Ahmed, er ist gekommen, um seinen Cousin zu suchen. Es zeigt das Foto, das er ihr schickte, bevor er an Bord des tödlichen Schiffes ging. „Ich habe es geschafft, die Halle zu betreten, indem ich mich mit einer Gruppe von Verbandsführern hineingeschlichen habe“, sagte der junge Ägypter, der gestern aus Italien ankam, wo er seit seinem zweiten Lebensjahr lebt – heute wird er 20. Als er durch den Flur ging, zeichnete er die Geschichte eines Überlebenden auf. Auf Arabisch erklärte der Überlebende, dass es mehr als 24 Stunden gedauert habe, bis die Küstenwache eintraf, dann hätten sie das Schiff mit Seilen abgeschleppt. „Da kenterte das Schiff. Es gab nicht genug Leute, die ihnen helfen konnten.

Illegale Rückkehr auf See

Haben griechische und europäische Behörden fair gehandelt?
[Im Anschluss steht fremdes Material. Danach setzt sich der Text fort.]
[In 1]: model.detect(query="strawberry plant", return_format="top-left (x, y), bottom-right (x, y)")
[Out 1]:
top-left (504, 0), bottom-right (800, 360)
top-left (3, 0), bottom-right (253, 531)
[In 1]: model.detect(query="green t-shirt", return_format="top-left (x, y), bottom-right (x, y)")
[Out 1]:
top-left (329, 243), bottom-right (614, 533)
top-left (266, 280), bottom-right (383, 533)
Kann die Tragödie vermieden werden? Verschiedene NGO-Leiter weisen kaum auf die Verantwortung der europäischen Politik und mögliche Entscheidungsdefizite hin. Griechenland, das Tor zur Europäischen Union, wird regelmäßig für seine repressive Migrationspolitik kritisiert, die seit Juli 2019 und der Ankunft von Kyriakos Mitsotakis, dem Führer der Neuen Demokratie, als Staatsoberhaupt verschärft wurde. Das Konsortium aus Journalisten und Verbänden hat seine Existenz bewiesen Rückstoß, diese illegale Rückkehr auf dem Meer Eine im Norden des Landes errichtete Mauer, die bis zum Fluss Evros reicht, soll die Durchfahrt von Migranten verhindern. Allerdings haben seit 2014 mindestens 27.000 Männer, Frauen und Kinder im Mittelmeer ihr Leben verloren. Mehr als 1.000 wurden seit Jahresbeginn im zentralen Mittelmeer vermisst, ein Rekord seit 2017. Diese Zahlen werden ohne sichtbare Wracks übermittelt , geschah ohne Zeugen.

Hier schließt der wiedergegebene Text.